Quenser mengoperasikan radio itu dengan ibu jarinya sambil berguling di atas salju meski banyak moncong senjata yang mengarah padanya. Heivia berpikir bahwa dia akan meledakkan C4 yang disebar di markas ini, jadi dia segera melompat ke balik traktor itu sambil melindungi sang Elite.
Namun, bukan itu yang terjadi.
Quenser tidak meledakkan C4 itu untuk menarik perhatian musuh.
Dia meledakkan kaki Water Strider.
Dengan suara yang begitu keras, salah satu dari empat kaki sejauh 300 meter itu meledak dari dalam. Itu bukan ledakan yang berasal dari luar. Ledakan itu sangat jelas berasal dari dalam zirahnya.
Saat Quenser melihat suku cadang di depo itu, dia tahu bahwa tidak mungkin meledakkan setiap suku cadang yang ada di sini. Itulah kenapa dia mencari suku cadang yang paling mungkin akan digunakan pada Object untuk perbaikan nanti dan meletakkan C4 di dalamnya. Masih banyak harus dipelajarinya, tapi pengetahuan yang dia dapat soal konstruksi dari Object telah membuatnya yakin mana saja suku cadang yang paling penting dan di mana dia harus meletakkannya agar tidak ketahuan.
Juga, dia meledakkan turbin yang memakan tenaga yang sangat besar untuk tenaga listrik statis yang membantu Water Strider bergerak. Bahkan untuk satu kaki membutuhkan 2 kali tenaga meriam plasma berkeseimbangan rendah yang berarti tiap kaki menggunakan 20 kali tenaga lebih besar dari pada yang biasa digunakan. Ini membuat titik baliknya.
Jadi apa yang terjadi jika titik itu dihancurkan?
Puluhan sensor yang dipasang pada turbin itu memprediksi kegagalan dan menutupnya dengan cepat untuk meminimalisasi kerusakan yang ada. Berapa banyak kerusakan yang ditimbulkan saat trafo darurat dan perangkat pelepasnya – begitu juga dengan reaktor tersebut – meledak dan menimbulkan reaksi berantai yang menghancurkan sisa lainnya?

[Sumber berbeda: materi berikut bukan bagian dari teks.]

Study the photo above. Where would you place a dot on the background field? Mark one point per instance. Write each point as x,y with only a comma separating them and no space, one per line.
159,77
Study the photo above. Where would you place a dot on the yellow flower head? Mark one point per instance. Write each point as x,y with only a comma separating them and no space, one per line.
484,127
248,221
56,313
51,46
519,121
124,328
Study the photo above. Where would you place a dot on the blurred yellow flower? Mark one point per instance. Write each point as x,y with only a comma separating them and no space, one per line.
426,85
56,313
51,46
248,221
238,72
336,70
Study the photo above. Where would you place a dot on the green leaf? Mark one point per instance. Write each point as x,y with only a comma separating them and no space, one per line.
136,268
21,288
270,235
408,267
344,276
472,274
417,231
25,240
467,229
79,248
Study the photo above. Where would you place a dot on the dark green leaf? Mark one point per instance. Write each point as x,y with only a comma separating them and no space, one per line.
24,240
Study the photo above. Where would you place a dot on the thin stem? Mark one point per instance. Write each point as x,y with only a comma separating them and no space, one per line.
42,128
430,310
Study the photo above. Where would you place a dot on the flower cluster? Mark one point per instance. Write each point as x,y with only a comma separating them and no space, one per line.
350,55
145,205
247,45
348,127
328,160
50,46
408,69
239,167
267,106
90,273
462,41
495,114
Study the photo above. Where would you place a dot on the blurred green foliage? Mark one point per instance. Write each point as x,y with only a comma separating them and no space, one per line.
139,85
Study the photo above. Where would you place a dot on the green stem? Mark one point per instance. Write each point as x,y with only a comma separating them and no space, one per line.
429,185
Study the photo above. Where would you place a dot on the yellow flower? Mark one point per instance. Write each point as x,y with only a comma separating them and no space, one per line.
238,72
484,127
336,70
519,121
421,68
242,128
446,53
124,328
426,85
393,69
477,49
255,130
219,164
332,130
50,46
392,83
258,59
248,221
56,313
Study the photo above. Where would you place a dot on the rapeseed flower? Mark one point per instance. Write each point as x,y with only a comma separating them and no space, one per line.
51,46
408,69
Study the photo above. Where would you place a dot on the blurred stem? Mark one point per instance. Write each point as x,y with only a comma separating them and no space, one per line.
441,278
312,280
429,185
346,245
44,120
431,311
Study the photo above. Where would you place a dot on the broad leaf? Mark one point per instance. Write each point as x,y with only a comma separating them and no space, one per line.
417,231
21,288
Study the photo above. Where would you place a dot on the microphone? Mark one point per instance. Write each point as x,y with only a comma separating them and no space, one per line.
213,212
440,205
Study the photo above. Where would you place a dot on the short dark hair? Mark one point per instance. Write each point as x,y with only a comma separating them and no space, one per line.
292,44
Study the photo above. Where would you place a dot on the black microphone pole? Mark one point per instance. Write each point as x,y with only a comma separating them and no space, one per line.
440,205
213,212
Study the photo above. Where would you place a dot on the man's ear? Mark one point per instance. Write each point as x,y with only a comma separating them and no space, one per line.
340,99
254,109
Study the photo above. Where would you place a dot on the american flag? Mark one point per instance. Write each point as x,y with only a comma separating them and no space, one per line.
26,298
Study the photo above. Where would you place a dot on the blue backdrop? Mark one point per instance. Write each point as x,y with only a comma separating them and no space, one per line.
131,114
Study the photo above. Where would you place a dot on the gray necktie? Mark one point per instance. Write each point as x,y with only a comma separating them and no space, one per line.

Prajurit yang Quenser curi radionya itu sekarang mengarahkan moncongnya ke arah Quenser dengan ledakan yang mengikutinya.
Tapi...
“... Apa kau pikir kau bisa menghancurkan Object hanya seperti itu?” katanya dengan begitu bangga.
Ledakan beruntun mengikutinya, tapi yang meledak hanyalah satu kaki. Sepertinya tidak begitu berpengaruh terhadap hancurnya kaki Object yang lain; atau menghancurkan tubuh Water Strider itu.
“Apa kau tahu 5% dari berat Object kami menggunakan peralatan pengaman? Prajurit rendahan sepertimu yang menyusup ke dalam fasilitas perawatan kami tidak mungkin bisa memotongnya.”
Setelah menyebabkan ledakan besar itu, Quenser melompat dari traktor penyapu salju itu dan prajurit musuh yang lain berdiri di tengah-tengah hamparan salju yang terbuka dan mengarahkan laras senjata mereka kepadanya.
“Kekuatan superioritas Object tidak akan pernah bisa diungguli oleh siapa pun. Ini adalah medan perang tempat kita hidup.”
“Benarkah begitu?”




Namun, Quenser tersenyum di situasi tanpa harapan ini.
“Apa kau tahu bahwa Object milik putri kami dan Water Strider milikmu memiliki kesamaan? Aku melihatnya di panduan manual perawatannya. Beberapa Object memiliki perangkat keamanan yang dipasang untuk memastikan bahwa Object tidak jatuh ke tangan musuh. Jika tidak hancur tapi sudah tidak berfungsi lagi, musuh bisa mengambilnya dan menganalisis teknologi yang digunakan. Untuk mencegah hal itu, gas khusus yang digunakan untuk meriam plasma digunakan untuk menghancurkannya.”
Sesuatu muncul di tangan Quenser seperti di panggung pesulap.
Itu adalah benda kecil yang muat di telapak tangannya dan terlihat seperti papan sirkuit kotak.
“Perangkat ini dikontrol oleh sensor presisi, jadi hampir tidak pernah digunakan untuk hal yang tidak penting.”
Prajurit musuh itu sadar tentang benda kotak yang dilihatnya itu apa.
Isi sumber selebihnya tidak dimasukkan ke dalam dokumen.